If so, then the logical answer would be that the wall absorbs most of the shockwaves produced by the explosion and protects you from the high quantities of heat produced. However, there is always the danger that the wall crumbles and takes you down with it. So if the wall is strong enough, get behind it, otherwise, run for your life.
Your question is very broad. I assume we are talking about the pressure blast itself, not shrapnel or heat from the blast, ONLY the pressure wave.
Think of the blast as a three dimensional pressure wave, as you encounter the wave, you typically have high pressure, followed by low pressure, before things stabilize to ambient.
For the most part waves are waves, ideally you want to break up this wave. Many bunkers are designed with 90 degree internal corridors.
Realize there is only a 14.7psi differential between sea level and "outer space" not really all that much.
From a human physiology perspective, the body can take a fair amount of pressure variation given enough TIME, to adapt and adjust.
The blast scenario pressure changes so rapidly, not much adjustment is possible on a physiological level.
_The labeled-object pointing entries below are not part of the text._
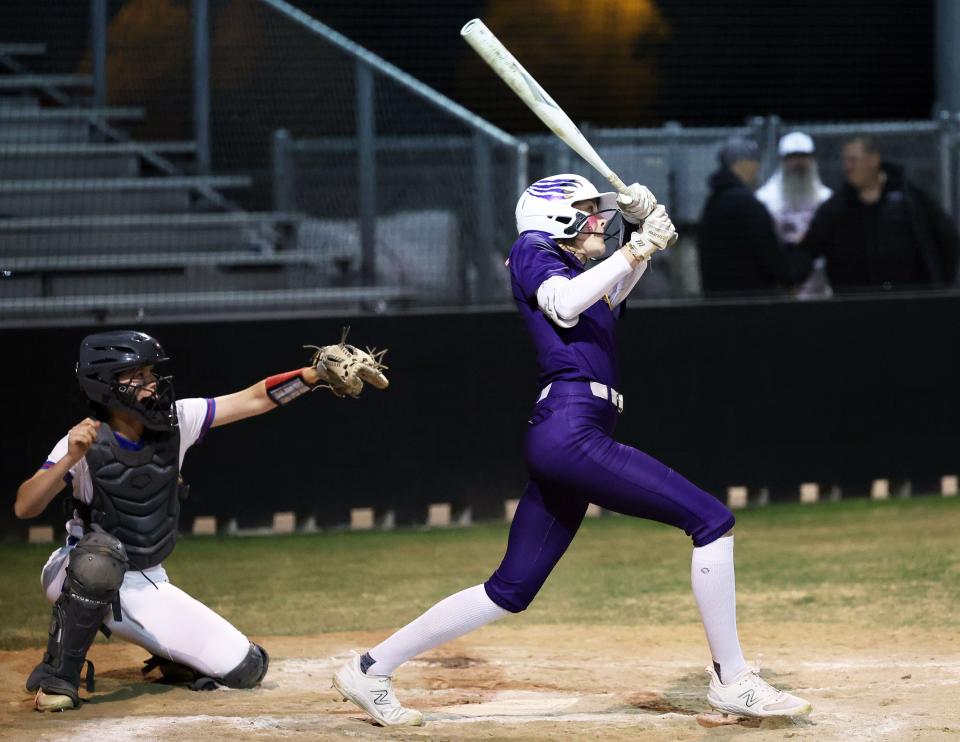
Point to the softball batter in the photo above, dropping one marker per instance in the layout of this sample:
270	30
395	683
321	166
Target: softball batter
572	458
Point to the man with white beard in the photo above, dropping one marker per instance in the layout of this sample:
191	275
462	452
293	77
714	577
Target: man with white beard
792	196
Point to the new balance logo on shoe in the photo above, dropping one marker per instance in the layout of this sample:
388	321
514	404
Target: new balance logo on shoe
380	697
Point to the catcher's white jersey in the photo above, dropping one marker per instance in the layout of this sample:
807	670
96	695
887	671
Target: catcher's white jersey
156	614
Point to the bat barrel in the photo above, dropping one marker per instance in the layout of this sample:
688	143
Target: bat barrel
471	26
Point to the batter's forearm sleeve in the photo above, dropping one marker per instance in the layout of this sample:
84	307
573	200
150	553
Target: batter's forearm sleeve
563	299
286	387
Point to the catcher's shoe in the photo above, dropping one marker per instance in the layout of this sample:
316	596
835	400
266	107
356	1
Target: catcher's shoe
750	695
374	694
52	702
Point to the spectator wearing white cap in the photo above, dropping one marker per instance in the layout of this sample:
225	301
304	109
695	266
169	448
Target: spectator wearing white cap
794	191
792	195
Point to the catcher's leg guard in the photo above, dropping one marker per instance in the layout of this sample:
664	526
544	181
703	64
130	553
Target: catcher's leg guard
93	578
250	671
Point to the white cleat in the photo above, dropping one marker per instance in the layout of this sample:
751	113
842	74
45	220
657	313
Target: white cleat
750	695
52	702
374	694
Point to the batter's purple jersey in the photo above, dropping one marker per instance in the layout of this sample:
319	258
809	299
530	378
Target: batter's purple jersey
572	456
585	352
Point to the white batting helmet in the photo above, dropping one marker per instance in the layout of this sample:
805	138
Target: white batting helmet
545	206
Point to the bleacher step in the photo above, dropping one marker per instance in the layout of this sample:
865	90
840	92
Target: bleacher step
27	82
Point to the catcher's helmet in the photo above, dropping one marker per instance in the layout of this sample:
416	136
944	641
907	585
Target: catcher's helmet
105	354
545	206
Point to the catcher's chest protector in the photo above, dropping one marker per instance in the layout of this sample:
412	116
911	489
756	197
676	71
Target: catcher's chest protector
135	494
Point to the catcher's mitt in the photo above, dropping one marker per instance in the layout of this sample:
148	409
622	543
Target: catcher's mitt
344	368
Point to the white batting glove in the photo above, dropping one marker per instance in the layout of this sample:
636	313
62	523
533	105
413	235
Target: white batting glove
657	233
636	204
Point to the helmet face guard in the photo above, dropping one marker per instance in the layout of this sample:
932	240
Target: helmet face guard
106	355
547	206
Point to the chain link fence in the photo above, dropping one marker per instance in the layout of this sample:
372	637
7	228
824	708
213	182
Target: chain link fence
239	158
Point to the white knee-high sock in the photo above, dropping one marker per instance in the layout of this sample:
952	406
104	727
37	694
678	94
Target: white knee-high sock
714	587
452	617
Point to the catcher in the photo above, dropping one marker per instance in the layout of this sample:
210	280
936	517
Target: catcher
123	463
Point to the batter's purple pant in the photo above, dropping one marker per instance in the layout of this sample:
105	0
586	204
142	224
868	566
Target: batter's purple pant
573	461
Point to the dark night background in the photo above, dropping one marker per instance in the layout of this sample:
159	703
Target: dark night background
715	63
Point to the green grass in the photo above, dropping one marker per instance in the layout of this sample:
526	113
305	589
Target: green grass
890	564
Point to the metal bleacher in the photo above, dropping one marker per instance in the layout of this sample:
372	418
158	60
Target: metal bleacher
97	226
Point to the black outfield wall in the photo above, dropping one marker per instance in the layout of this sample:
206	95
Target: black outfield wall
771	395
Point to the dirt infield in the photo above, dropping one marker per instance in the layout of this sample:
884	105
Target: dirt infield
530	682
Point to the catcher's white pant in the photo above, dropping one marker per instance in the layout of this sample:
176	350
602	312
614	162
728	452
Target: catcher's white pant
163	619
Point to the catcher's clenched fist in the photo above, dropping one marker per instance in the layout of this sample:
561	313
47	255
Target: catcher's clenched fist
344	368
81	437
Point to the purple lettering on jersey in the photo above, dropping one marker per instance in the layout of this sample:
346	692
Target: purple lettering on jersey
585	352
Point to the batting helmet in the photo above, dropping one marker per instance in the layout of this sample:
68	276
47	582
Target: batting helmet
546	206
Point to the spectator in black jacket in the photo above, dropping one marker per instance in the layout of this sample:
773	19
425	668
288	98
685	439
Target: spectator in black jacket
739	250
880	231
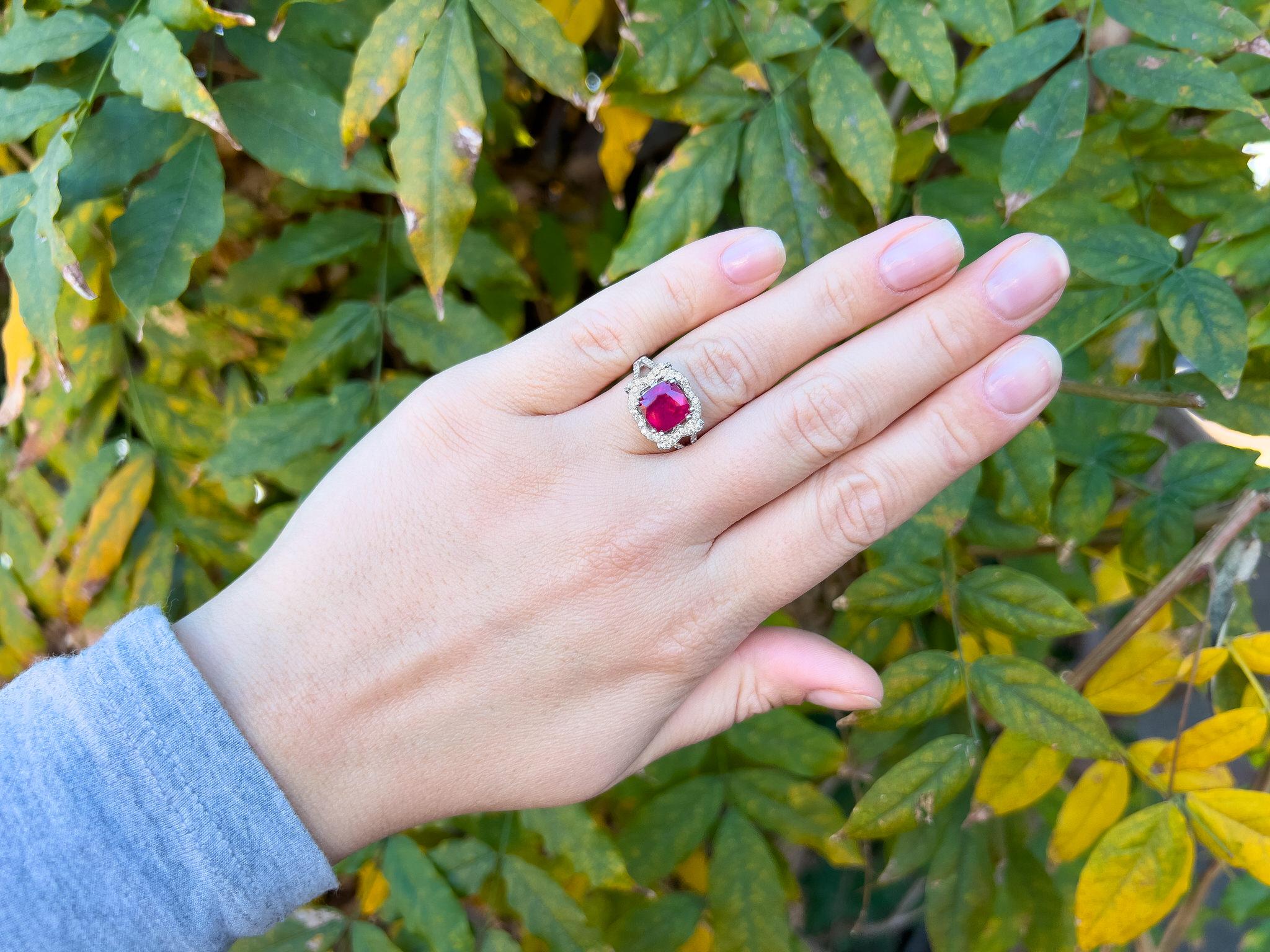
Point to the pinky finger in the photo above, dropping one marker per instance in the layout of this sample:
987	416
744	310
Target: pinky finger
801	539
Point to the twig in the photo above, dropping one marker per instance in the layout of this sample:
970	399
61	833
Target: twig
907	912
1132	395
1199	560
1181	922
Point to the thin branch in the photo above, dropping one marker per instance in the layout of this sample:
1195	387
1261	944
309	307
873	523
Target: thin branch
1132	395
1196	564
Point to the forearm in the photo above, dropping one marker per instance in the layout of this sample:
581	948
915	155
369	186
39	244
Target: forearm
135	813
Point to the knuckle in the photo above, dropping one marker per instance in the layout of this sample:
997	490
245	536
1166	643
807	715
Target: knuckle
724	368
855	511
956	442
681	294
601	338
841	295
950	334
821	423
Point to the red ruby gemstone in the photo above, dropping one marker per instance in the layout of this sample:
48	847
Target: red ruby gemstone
666	407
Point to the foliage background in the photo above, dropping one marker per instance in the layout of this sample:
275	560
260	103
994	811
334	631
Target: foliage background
210	300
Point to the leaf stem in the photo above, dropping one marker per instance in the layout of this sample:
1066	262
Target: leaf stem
100	73
1199	560
1132	395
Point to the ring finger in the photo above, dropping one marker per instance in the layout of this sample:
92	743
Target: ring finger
739	355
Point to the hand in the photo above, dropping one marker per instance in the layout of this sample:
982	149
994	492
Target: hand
505	597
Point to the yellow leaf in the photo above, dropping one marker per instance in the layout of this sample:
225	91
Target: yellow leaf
1134	876
373	888
624	131
19	355
1137	677
1018	772
1235	826
1210	662
577	18
1254	650
1220	739
1094	804
1110	583
111	522
970	649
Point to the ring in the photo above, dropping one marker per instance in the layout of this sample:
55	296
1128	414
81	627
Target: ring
664	404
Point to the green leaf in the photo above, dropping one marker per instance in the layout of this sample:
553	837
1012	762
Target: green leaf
465	862
900	588
916	689
1024	475
779	191
419	895
437	145
747	901
295	131
545	909
961	890
850	115
1207	324
1016	603
149	138
1128	454
30	41
915	790
913	42
1044	139
1082	505
367	937
535	41
1016	63
665	923
172	220
1029	699
23	111
148	63
350	332
793	809
429	342
383	63
571	832
1202	25
1170	77
677	38
1158	532
273	434
668	827
784	738
1206	472
682	201
984	22
1123	254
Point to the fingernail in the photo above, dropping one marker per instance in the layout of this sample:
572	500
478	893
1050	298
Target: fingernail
1028	277
842	700
920	255
753	258
1023	375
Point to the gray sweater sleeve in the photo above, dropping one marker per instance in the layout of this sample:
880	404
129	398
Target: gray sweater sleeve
134	815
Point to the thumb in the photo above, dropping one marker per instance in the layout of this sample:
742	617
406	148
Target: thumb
771	668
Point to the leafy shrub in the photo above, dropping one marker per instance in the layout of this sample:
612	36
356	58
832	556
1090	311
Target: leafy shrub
219	282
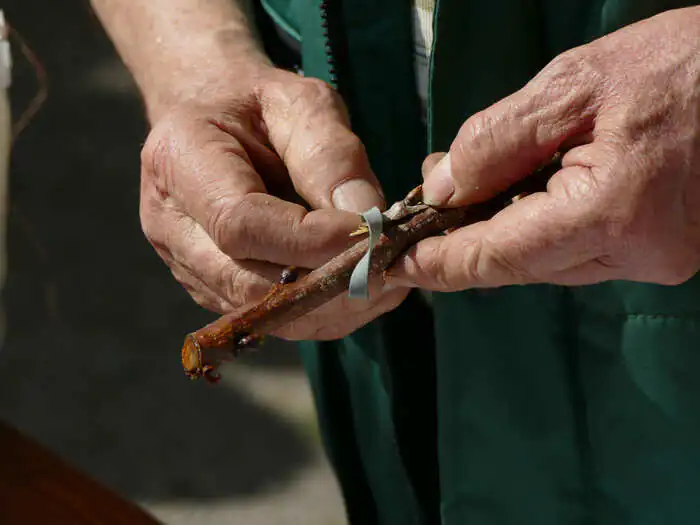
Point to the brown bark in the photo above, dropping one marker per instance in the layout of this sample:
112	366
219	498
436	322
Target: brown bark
227	337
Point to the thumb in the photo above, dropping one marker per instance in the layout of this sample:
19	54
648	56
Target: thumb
504	143
327	163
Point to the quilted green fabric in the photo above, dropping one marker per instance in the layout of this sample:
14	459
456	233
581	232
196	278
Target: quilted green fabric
523	405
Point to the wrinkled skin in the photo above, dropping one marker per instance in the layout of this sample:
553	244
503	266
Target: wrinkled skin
625	205
215	176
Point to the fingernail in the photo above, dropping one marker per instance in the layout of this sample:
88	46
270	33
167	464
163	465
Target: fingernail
392	282
439	186
356	195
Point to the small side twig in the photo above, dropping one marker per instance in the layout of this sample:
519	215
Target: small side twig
408	222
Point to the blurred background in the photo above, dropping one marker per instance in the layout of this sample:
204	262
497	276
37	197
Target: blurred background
94	322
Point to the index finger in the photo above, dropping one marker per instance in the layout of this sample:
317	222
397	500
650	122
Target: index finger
551	237
211	178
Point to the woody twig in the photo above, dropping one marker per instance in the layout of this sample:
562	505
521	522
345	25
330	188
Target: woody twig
407	222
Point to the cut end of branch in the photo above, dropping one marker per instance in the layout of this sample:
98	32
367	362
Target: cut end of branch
192	358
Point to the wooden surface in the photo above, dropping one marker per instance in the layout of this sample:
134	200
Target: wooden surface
38	488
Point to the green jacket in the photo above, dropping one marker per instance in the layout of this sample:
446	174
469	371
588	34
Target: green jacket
523	405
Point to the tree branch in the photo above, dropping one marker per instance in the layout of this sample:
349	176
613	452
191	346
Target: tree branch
407	223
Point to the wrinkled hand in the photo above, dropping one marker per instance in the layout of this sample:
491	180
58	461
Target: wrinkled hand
214	178
625	205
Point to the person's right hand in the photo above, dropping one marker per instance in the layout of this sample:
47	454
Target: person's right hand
214	174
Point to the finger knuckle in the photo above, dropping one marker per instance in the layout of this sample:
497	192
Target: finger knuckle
476	134
494	265
318	92
227	225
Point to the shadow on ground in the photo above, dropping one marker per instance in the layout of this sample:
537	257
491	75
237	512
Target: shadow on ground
91	362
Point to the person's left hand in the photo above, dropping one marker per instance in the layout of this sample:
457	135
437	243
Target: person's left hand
626	203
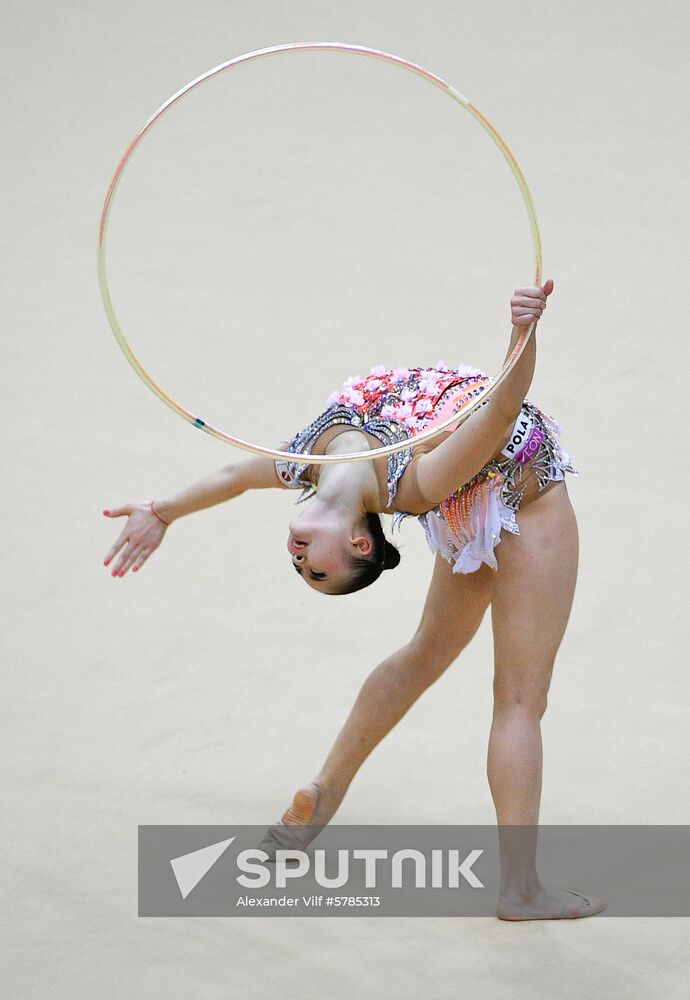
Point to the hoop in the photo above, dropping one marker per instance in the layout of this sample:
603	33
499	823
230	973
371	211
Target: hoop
208	428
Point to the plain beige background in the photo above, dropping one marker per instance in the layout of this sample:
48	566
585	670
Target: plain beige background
287	229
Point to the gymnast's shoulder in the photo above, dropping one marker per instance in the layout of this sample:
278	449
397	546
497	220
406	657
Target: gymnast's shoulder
258	472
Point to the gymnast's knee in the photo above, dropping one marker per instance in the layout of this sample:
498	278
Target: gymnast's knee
531	699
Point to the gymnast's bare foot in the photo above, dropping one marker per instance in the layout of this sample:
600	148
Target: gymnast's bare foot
559	904
311	809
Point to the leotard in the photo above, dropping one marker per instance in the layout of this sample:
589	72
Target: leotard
396	405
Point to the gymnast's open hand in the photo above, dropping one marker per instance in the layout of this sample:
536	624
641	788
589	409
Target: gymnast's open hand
141	535
528	304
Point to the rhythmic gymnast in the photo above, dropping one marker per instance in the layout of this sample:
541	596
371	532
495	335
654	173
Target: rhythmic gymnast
490	493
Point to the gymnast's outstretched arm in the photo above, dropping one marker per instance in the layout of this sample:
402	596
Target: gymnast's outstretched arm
471	445
148	521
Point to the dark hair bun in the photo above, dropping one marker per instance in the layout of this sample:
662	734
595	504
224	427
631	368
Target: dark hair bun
391	557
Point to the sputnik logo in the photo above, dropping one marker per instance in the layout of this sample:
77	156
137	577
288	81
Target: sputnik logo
189	869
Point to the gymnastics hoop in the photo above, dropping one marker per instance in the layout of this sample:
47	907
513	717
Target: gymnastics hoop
203	425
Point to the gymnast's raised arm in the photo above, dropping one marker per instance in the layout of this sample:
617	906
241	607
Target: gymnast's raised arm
473	443
148	521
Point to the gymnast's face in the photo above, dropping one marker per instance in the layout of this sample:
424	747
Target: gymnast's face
321	546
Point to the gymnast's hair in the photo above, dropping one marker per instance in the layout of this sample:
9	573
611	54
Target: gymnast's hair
383	556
Ears and Lungs are usually the most easily injured.
Sorry for the long windedness, The wall needs to affect the wave, angle of the wall, proximity to the wall, etc, all modify the pressure exposure. I would think angle and proximity to the wall, could actually make things worse.
More specifics are needed, but being by a wall in the open can help:
As pointed out the body is pretty resilient to high ambient pressure.
So the major things causing damage are things hitting you, or you hitting them. A large explosion that generates little shrapnel will probably cause the most damage by tossing you hard and fast. This won't cause that much damage until you hit something solid...however if you're already pressed against a wall you won't get 'thrown' just pushed into the wall.
You will end up with twice the pressure on you due to the shock wave reflecting off the wall.